When this issue of The Horizon is distributed, Election Day will be but hours away. While this weekly newspaper is still on the rack, we will know who our next president will be. This is the quiet before the storm.
Maybe it’s because I’m a little older, or pay more taxes, or am more concerned with my future than ever before. Maybe because I realized at some point in my twenties I’m not invincible anymore. I actually care what happens this time around.
I paid attention to elections in the past, even before I got my first job at that clothing store in the mall when I was 16. It was fun to make Bill Clinton jokes, even though in reality I had no idea what was going on at Capitol Hill.
An instructor at IU Southeast once told a class I was attending, to paraphrase, “There are only two reasons teenagers vote the way they do—because it’s how their parents voted, or the opposite.” The first election I voted in my reason was the former, along with a cursory knowledge of a few issues. I guess we all have to start somewhere.
Much like when I realized I was going to die someday, the time eventually came when I acknowledged I didn’t have all of the answers, that I didn’t know everything. This was critical. Suddenly my mind opened up and I took an interest in what others had to say on issues that affect this country, whether I agreed with them initially or not.
Sometimes by the end of the conversation I was left with a strong distaste in my mouth, but not because of what they were saying. What upset me was how these individuals were willing to blindly accept whatever rhetoric came across their path, and consequently, espouse this information with as much foresight.
That was a disconcerting aspect throughout W.’s presidency — his unwillingness to take other opinions into consideration. Party affiliation aside, the opposite is a trait noteworthy of Barack Obama. Whatever can be said with regard to his lack of experience in office, he has demonstrated his readiness to surround himself with people whose experience and input he values, and will factor said input into his decisions. Imagine how different our state of affairs would be right now if W. had done the same.
It’s a different world as a result. People don’t gather in D.C. like they used to, flooding the mall with chants and signs of protest. Perhaps we’re too busy these days, or can’t afford to take the time off work. Apathy has been rampant for so long.
As this is a particularly important and historic election for these United States, the lethargy has subsided. There’s still the usual rhetoric, but with two wars, a crashed economy, as well as more attention being paid to the healthcare crisis than ever before, there is too much on the line to treat the decision to vote, or who to vote for, as casually as that defiant [or obedient] kid we once were.
The word “change” has gotten far too much billing these past months, but it hasn’t lost any of its power. W. managed to draw out the Christian Right in droves to vote against gay marriage last time around. Anti-change. Let’s assume they also wanted to vote for Bush, not just against “the gays,” as Stephen Colbert would facetiously put it. It won him the election. This go ‘round isn’t so simple. The candidates have to run on their actual merits, and the real or perceived deficiencies of the opponent.

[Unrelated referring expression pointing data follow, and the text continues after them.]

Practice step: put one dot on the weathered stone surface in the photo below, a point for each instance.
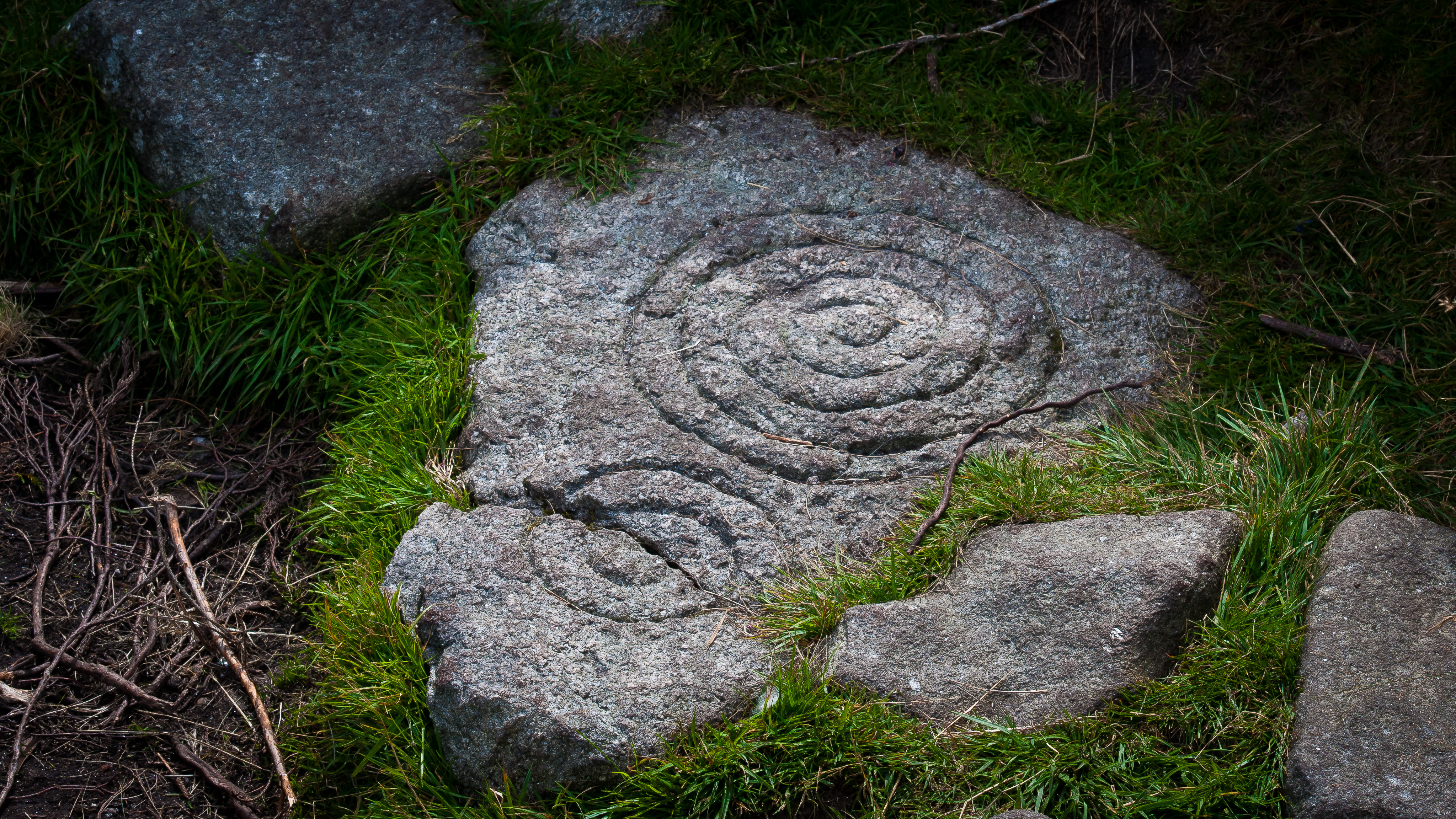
(769, 278)
(1375, 728)
(594, 20)
(300, 118)
(1043, 619)
(558, 651)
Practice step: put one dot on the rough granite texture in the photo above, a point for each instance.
(771, 278)
(1043, 619)
(558, 651)
(1375, 727)
(596, 20)
(299, 117)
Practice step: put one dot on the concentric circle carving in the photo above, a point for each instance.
(870, 353)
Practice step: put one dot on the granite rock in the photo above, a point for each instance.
(557, 651)
(295, 118)
(1043, 619)
(762, 351)
(1376, 719)
(597, 20)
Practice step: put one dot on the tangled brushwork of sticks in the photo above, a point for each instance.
(155, 594)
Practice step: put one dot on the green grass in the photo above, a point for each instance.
(1305, 181)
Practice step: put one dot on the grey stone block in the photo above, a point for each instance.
(597, 20)
(299, 117)
(558, 651)
(1375, 728)
(761, 353)
(1043, 619)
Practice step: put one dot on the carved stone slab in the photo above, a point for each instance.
(763, 350)
(557, 651)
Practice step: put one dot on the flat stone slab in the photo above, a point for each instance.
(558, 651)
(763, 350)
(1043, 619)
(1375, 728)
(597, 20)
(308, 120)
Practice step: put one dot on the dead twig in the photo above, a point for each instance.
(1337, 344)
(903, 46)
(170, 511)
(238, 799)
(102, 674)
(989, 425)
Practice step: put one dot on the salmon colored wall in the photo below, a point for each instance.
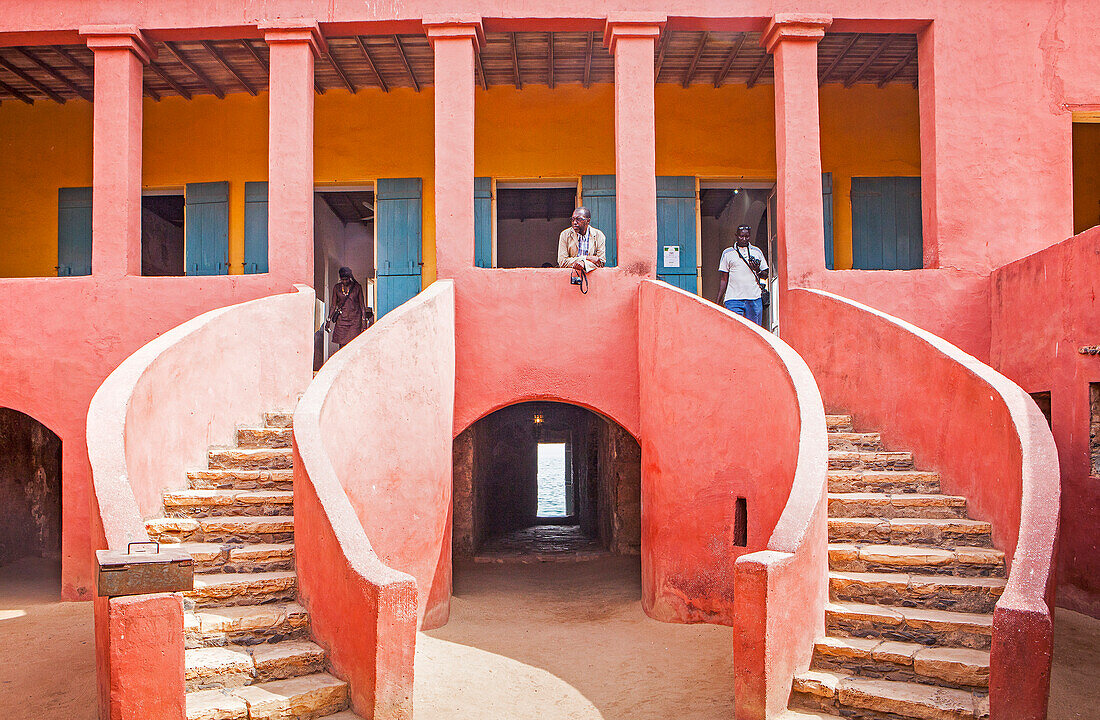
(1086, 176)
(536, 132)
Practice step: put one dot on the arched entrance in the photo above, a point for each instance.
(546, 479)
(30, 488)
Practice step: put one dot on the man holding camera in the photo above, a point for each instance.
(739, 272)
(582, 246)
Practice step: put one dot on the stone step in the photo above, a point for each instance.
(908, 505)
(264, 436)
(958, 667)
(226, 501)
(246, 624)
(220, 478)
(242, 588)
(855, 480)
(943, 628)
(861, 697)
(251, 458)
(234, 557)
(961, 561)
(932, 591)
(849, 441)
(240, 665)
(278, 419)
(838, 423)
(840, 460)
(304, 698)
(930, 532)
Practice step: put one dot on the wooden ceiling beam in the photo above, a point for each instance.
(30, 80)
(370, 64)
(758, 70)
(52, 72)
(229, 68)
(898, 68)
(690, 74)
(587, 62)
(868, 63)
(17, 93)
(724, 73)
(405, 61)
(158, 72)
(210, 85)
(839, 57)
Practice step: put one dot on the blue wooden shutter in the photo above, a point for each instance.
(206, 229)
(597, 195)
(255, 228)
(675, 225)
(827, 207)
(74, 231)
(397, 210)
(886, 223)
(483, 222)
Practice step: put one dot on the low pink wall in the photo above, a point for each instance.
(980, 431)
(151, 420)
(1045, 308)
(384, 408)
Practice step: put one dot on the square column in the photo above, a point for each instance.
(294, 44)
(630, 37)
(792, 40)
(454, 42)
(120, 53)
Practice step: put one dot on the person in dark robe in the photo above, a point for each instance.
(348, 317)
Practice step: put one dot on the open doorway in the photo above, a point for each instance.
(546, 480)
(343, 236)
(529, 219)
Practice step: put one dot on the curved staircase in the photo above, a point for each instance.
(249, 655)
(912, 586)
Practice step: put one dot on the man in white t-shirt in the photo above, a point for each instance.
(739, 272)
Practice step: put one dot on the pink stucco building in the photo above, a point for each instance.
(922, 177)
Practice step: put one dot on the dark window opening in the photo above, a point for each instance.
(162, 235)
(529, 222)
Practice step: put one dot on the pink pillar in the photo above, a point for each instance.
(630, 39)
(454, 41)
(294, 44)
(120, 56)
(792, 40)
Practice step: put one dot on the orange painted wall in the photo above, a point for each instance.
(725, 133)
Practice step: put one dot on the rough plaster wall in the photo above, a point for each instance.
(30, 488)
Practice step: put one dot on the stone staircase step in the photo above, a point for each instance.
(226, 501)
(958, 667)
(943, 628)
(906, 505)
(259, 557)
(222, 478)
(935, 532)
(869, 460)
(855, 480)
(855, 441)
(251, 458)
(245, 624)
(305, 698)
(264, 436)
(278, 419)
(932, 591)
(242, 588)
(862, 697)
(963, 562)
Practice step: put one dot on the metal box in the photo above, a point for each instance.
(151, 568)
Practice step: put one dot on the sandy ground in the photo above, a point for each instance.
(556, 641)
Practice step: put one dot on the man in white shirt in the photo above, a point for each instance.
(739, 270)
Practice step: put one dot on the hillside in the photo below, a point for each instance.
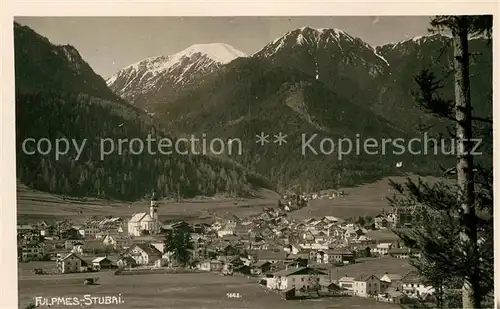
(58, 96)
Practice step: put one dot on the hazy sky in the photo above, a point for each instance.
(111, 43)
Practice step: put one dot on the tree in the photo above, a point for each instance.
(455, 236)
(179, 243)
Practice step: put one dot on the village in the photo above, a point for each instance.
(296, 259)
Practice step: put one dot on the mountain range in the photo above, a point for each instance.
(308, 81)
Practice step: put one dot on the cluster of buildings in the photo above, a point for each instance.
(287, 254)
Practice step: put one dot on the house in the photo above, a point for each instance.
(413, 286)
(70, 243)
(71, 263)
(292, 249)
(260, 268)
(391, 295)
(390, 280)
(271, 256)
(32, 252)
(330, 219)
(116, 241)
(70, 233)
(111, 223)
(402, 253)
(347, 283)
(143, 222)
(366, 286)
(300, 278)
(210, 265)
(179, 225)
(381, 222)
(90, 229)
(77, 248)
(92, 247)
(382, 248)
(102, 263)
(126, 261)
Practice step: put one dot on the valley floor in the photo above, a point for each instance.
(175, 291)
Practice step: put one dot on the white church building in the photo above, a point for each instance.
(144, 221)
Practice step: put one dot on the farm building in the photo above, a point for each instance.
(126, 261)
(144, 254)
(295, 277)
(210, 265)
(365, 286)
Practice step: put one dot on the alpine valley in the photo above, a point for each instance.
(308, 81)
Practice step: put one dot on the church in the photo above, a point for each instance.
(144, 221)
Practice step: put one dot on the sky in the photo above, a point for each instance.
(109, 44)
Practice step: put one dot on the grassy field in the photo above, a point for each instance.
(175, 291)
(368, 199)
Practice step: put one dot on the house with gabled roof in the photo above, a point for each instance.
(102, 262)
(366, 286)
(390, 280)
(145, 221)
(414, 286)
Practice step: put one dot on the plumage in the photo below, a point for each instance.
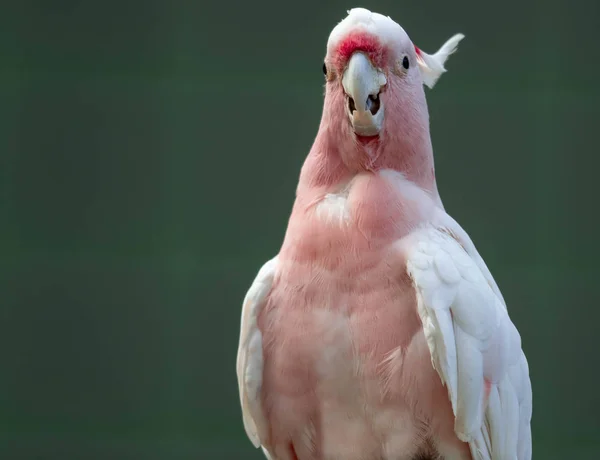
(378, 332)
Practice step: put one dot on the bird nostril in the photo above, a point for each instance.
(373, 104)
(351, 105)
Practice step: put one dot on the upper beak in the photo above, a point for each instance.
(362, 83)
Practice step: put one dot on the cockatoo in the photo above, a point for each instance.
(377, 332)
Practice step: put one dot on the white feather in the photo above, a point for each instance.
(473, 343)
(432, 65)
(249, 358)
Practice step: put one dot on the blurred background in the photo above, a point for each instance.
(149, 153)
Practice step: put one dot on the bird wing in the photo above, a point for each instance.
(474, 346)
(250, 355)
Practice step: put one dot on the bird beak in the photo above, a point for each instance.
(362, 84)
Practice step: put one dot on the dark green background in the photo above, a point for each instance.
(149, 152)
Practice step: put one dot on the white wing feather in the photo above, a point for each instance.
(250, 357)
(472, 342)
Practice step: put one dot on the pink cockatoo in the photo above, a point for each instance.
(378, 332)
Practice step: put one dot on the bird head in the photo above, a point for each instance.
(375, 75)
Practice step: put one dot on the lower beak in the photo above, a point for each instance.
(362, 84)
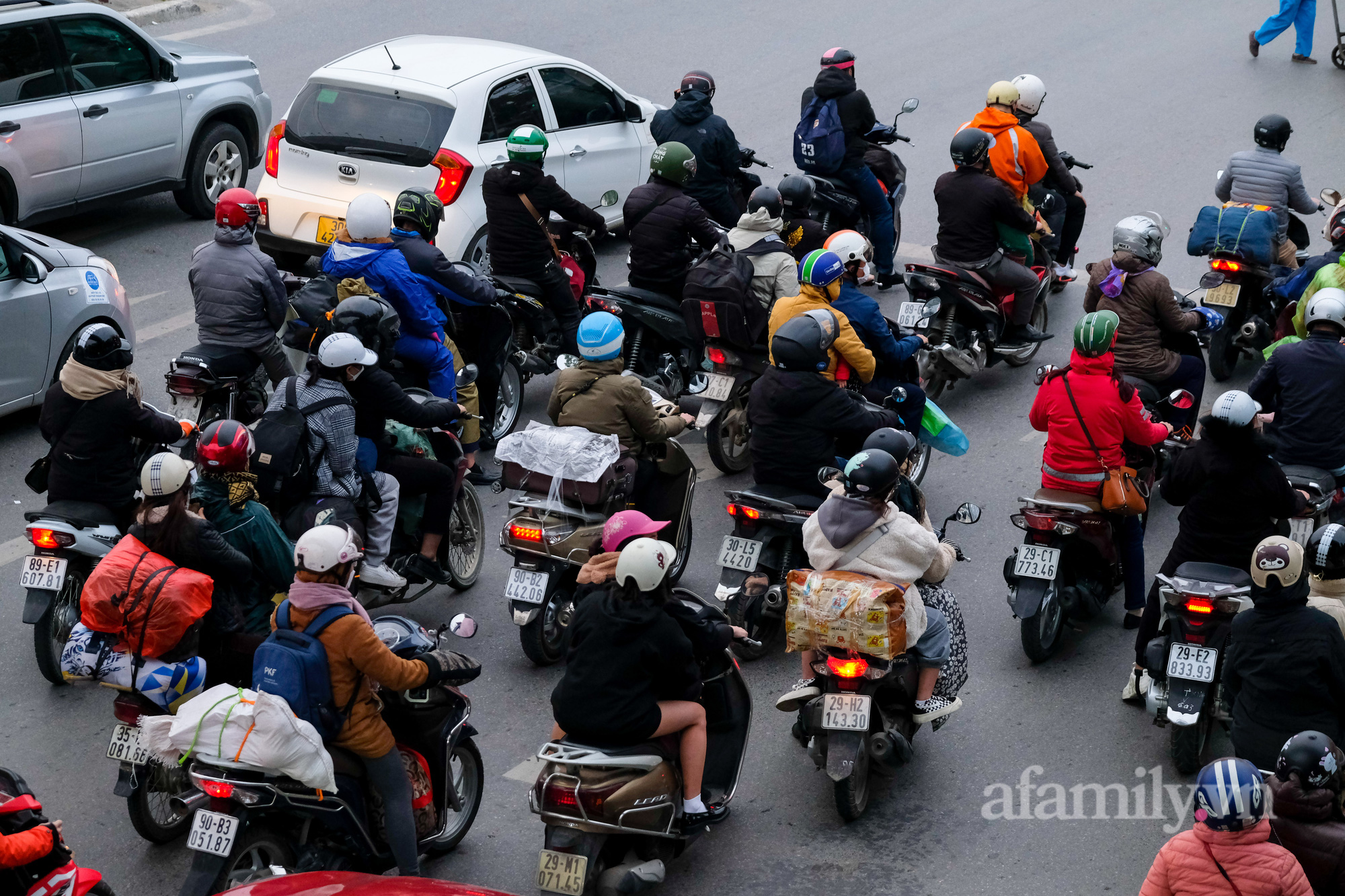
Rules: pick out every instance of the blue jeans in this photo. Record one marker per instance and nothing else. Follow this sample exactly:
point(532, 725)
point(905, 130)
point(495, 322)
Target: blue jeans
point(879, 212)
point(1301, 14)
point(435, 358)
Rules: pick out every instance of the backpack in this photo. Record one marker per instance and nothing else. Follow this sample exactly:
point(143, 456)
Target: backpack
point(294, 665)
point(280, 448)
point(820, 139)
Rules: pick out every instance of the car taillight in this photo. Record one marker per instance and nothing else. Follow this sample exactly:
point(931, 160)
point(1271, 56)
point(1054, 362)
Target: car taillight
point(454, 171)
point(274, 149)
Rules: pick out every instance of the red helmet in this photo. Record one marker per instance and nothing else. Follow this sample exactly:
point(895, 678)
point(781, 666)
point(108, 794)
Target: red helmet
point(225, 446)
point(237, 208)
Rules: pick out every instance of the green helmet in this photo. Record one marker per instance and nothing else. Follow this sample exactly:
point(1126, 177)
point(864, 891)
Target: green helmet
point(527, 143)
point(1096, 333)
point(673, 162)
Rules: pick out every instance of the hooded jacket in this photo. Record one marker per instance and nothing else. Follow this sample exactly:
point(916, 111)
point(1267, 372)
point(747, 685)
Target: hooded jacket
point(1015, 154)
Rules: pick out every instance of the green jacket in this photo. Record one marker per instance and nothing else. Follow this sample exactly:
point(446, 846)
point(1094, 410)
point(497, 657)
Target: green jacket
point(256, 533)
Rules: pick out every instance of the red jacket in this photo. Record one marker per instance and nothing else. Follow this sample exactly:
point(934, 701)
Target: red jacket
point(1110, 421)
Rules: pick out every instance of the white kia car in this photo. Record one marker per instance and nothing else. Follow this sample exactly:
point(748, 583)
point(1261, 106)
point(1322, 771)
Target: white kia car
point(434, 112)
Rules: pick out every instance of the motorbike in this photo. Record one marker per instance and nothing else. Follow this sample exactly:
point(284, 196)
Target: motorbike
point(1186, 661)
point(249, 823)
point(614, 817)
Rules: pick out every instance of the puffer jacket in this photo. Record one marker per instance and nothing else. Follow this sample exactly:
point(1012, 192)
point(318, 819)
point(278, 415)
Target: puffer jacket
point(1147, 309)
point(1109, 417)
point(240, 296)
point(848, 343)
point(1266, 177)
point(775, 275)
point(1253, 862)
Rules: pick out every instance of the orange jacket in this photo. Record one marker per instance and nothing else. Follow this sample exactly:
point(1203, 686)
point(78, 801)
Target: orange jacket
point(1015, 155)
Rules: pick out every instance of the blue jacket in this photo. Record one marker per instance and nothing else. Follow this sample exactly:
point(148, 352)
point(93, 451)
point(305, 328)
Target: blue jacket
point(387, 272)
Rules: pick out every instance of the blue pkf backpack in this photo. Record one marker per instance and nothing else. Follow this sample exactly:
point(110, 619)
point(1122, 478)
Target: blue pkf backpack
point(294, 665)
point(820, 139)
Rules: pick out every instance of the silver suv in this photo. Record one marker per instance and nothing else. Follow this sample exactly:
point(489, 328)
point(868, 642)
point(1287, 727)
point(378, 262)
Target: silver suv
point(95, 111)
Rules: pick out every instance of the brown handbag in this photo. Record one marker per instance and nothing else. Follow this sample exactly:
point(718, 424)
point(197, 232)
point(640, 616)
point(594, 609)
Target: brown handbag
point(1122, 491)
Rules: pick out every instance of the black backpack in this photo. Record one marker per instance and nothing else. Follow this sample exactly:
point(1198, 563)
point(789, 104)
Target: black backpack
point(280, 448)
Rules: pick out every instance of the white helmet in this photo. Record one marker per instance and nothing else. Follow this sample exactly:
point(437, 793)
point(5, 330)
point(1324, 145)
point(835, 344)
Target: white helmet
point(163, 474)
point(648, 561)
point(1031, 93)
point(369, 217)
point(1235, 408)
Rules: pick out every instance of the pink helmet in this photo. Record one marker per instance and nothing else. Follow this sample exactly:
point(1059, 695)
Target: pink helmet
point(629, 524)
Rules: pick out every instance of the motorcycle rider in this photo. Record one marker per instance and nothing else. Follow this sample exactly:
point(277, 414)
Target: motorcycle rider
point(820, 284)
point(1130, 286)
point(972, 204)
point(1266, 177)
point(240, 295)
point(692, 122)
point(1070, 222)
point(328, 559)
point(662, 220)
point(837, 81)
point(520, 198)
point(631, 674)
point(1285, 662)
point(797, 412)
point(91, 416)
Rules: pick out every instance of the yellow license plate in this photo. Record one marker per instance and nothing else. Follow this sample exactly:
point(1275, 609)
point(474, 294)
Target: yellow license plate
point(328, 228)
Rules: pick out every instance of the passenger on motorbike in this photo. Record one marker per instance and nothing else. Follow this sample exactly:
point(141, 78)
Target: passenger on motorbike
point(631, 674)
point(240, 296)
point(820, 286)
point(1130, 286)
point(662, 221)
point(797, 412)
point(520, 198)
point(1266, 178)
point(692, 122)
point(837, 81)
point(972, 204)
point(91, 417)
point(1285, 662)
point(328, 559)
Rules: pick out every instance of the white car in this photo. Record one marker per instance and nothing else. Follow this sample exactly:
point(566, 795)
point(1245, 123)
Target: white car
point(434, 112)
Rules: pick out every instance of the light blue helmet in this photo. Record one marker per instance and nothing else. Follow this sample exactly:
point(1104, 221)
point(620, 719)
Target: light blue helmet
point(601, 337)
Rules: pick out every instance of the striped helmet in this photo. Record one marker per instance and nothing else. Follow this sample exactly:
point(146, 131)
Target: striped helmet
point(1229, 795)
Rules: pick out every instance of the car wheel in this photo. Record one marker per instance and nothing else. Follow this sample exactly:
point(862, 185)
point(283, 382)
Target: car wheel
point(219, 163)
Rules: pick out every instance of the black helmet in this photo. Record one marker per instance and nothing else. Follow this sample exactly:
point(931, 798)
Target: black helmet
point(872, 474)
point(797, 193)
point(372, 321)
point(766, 198)
point(102, 348)
point(802, 343)
point(1272, 131)
point(1315, 756)
point(970, 147)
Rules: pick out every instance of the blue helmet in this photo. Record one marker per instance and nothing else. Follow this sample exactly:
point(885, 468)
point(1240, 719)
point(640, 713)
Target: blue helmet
point(601, 337)
point(1229, 795)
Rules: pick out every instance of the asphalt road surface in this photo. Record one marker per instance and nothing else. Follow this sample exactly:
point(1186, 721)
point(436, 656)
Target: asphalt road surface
point(1156, 95)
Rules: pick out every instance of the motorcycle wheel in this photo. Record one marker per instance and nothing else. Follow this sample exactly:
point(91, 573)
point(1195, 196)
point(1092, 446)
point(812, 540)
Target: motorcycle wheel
point(469, 775)
point(461, 555)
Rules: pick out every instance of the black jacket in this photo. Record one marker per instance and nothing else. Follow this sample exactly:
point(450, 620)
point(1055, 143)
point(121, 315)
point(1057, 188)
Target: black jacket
point(661, 243)
point(1231, 494)
point(95, 459)
point(692, 120)
point(970, 204)
point(623, 658)
point(1284, 673)
point(516, 240)
point(1305, 385)
point(856, 111)
point(796, 421)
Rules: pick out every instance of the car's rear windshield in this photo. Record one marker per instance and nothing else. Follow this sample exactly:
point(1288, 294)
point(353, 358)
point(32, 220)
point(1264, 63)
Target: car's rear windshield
point(364, 124)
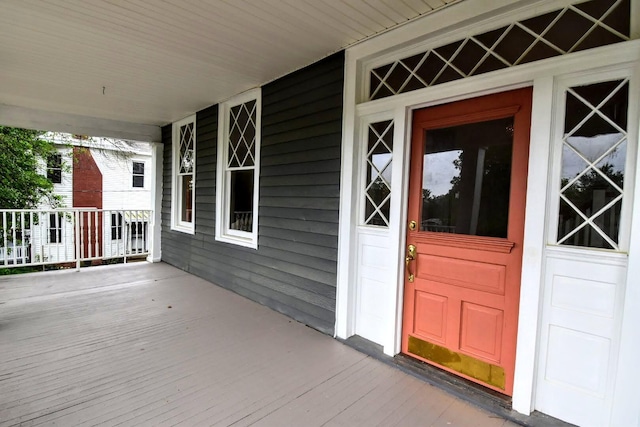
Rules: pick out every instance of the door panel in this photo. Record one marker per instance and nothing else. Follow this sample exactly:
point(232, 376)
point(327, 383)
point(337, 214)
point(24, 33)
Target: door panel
point(466, 211)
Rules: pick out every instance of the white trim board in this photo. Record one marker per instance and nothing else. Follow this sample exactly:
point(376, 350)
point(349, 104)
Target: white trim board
point(540, 75)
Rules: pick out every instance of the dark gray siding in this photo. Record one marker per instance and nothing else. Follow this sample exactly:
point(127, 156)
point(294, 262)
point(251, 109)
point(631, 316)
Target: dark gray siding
point(294, 269)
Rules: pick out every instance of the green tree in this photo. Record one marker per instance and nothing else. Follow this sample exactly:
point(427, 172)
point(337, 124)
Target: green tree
point(21, 184)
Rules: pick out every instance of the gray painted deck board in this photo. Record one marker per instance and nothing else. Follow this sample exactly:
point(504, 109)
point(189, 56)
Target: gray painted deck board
point(102, 347)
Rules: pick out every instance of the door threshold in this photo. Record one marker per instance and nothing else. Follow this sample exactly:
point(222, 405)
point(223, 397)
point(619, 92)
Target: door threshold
point(461, 388)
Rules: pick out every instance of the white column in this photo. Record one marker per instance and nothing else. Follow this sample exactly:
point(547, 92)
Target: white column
point(155, 227)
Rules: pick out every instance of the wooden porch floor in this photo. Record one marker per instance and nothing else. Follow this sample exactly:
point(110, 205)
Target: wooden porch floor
point(148, 344)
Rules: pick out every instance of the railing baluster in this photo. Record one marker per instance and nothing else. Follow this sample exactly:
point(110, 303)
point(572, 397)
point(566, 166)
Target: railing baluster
point(96, 245)
point(77, 237)
point(56, 236)
point(5, 246)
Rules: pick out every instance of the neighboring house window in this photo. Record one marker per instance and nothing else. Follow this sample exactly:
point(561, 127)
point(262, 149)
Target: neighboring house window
point(116, 226)
point(54, 168)
point(184, 167)
point(239, 169)
point(55, 228)
point(138, 174)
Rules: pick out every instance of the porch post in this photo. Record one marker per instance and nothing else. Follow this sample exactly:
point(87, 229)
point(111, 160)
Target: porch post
point(156, 202)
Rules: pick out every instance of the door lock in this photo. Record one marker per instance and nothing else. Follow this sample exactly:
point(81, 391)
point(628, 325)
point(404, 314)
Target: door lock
point(411, 256)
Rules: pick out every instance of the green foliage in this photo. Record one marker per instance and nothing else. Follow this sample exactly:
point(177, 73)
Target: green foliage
point(21, 184)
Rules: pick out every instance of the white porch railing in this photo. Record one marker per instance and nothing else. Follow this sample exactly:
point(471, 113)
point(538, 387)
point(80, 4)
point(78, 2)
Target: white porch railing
point(32, 237)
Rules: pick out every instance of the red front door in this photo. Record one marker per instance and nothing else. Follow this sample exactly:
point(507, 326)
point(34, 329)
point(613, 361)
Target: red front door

Polls can be deceiving. While some people are frank with the pollsters who call them, others… not so much. There has been much talk about the “Bradley effect” and how this could result in John McCain winning the election despite Obama’s lead in most polls. This is possible, but seems less likely in 2008 than the loss African American Tom Bradley experienced in the 1982 California governor’s race.
So, congratulations to the President Elect. Please take good care of this country, and open your mind to new ways of doing so.
Accept that you don’t have all of the answers, and do your best to find them. Listen to the people, and not just the ones who put you where you are. Be honest with us. Give us the bad news — you’ll be surprised how resilient we can be if given the facts and the chance.
Don’t insult our intelligence with scare tactics to get your way.
But most of all, please bring our troops home, and I don’t mean in 100 years. Good luck.